I say we dispense with politics as usual. We have Kerry announce that Marcus Aurelius will be his running mate. A professional actor will be hired to memorize the Meditations, and quote from them as required:

Interviewer: As a Roman Emperor, you have been even richer than the Bush family. What are your views on personal wealth?
MA: "Receive wealth or prosperity without arrogance; and be ready to let it go."

Interviewer: What are your views on the Bush administration's attempts to use torture in its war on terrorism?
MA: "The best way of avenging thyself is not to become like the wrong doer." [I'm sure his Germanic campaigns were conducted humanely...]

Interviewer: Some believe this country has the greatest empire since Rome, others believe we have gone soft. But there is no doubt we are fatter and less popular than at any other time in our history. Your views?
MA: "Thou sufferest this justly: for thou choosest rather to become good to-morrow than to be good to-day."

Interviewer: Any other thoughts for America's leadership?
MA: "Do not act as if thou wert going to live ten thousand years. Death hangs over thee. While thou livest, while it is in thy power, be good."

July 04, 2004


Richard Dean Anderson, on learning from the aliens his team is trying to help that the replibots have reversed the polarity on their time dilation machine and are now using it to accelerate their replication within the target zone by a factor of 100:

"What is wrong with you people? Time machines are nothing but trouble! Even we know that!"
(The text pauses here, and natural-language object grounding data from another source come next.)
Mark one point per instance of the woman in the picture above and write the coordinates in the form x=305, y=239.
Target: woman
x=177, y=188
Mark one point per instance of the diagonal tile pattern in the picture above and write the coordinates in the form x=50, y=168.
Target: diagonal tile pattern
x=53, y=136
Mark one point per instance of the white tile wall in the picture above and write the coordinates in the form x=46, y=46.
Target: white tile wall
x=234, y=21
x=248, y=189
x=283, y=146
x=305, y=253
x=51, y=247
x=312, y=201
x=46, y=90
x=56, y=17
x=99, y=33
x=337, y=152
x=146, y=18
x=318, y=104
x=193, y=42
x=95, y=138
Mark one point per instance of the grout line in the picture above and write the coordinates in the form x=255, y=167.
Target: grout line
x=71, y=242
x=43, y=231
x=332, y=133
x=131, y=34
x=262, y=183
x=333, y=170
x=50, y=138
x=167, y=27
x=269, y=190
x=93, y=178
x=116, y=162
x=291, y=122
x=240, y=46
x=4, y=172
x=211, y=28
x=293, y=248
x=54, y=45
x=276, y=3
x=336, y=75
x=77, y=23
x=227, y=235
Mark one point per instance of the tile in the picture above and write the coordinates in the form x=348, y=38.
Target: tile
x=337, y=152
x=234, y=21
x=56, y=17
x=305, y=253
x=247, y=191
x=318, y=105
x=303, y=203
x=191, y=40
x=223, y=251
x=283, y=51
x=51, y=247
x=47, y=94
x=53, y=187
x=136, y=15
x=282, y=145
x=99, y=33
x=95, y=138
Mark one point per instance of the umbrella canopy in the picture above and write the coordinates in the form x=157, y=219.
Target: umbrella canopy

I kind of oversimplified the plot - here's a better summary.

Shell CEO: We're Apparantly Going to Need Those Extra Planets

The CEO of Shell "sees little hope for the planet," on global warming. Funny, I don't recall taking hallucinagens this evening.

July 03, 2004


Using the time freed up this morning from not watching a Marlon Brando movie, I discovered this online Scottish audio archive, including Mike Myers' immortal "piper down".

July 02, 2004


A little quiz here.

It is a sad commentary that I have seen two Brando movies in my life (Apocalypse Now and The Godfather), but got 8 out 10 on the quiz...
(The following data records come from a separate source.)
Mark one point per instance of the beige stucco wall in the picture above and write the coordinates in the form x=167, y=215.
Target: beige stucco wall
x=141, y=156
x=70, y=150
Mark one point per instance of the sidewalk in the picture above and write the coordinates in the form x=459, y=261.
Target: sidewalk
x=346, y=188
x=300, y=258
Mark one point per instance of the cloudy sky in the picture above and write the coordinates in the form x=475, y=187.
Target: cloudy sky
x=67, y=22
Bet you never thought you'd live to see that headline.

The Russians sang Yellow Submarine, BTW.

Speaking of Painting....

I'm in the middle of a major rework of my painting website with a designer - it's incomplete, but the painting section is up. The text and fonts are stand ins (and not totally oriented correctly), and there are no readings in yet.
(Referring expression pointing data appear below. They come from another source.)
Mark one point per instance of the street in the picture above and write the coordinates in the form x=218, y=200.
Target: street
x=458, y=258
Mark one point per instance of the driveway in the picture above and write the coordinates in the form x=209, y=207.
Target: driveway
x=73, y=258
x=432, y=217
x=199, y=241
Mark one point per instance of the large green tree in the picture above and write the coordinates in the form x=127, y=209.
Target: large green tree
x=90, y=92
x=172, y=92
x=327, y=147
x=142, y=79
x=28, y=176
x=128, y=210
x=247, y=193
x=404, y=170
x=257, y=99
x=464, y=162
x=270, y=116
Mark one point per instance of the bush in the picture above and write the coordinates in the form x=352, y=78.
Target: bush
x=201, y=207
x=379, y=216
But I would appreciate feedback on the basic design, interactivity, and appearance of the pieces.

BTW, This was the "Reubens" composition.

Goodness...100 New Planets.

Hubble scientists report discovery of a hundred new planets. What did you do today?

When Optical Illusions Attack

Better, I think, to hire professional graphic artisans to paint your roads.

July 01, 2004


Was Rubens a great artist? I believe the evidence is clear. But in all seriousness, Fall of the Damned does get my blood flowing, and not in a chunky Dutch girl way, either.


This lady (??) makes a lot of sense.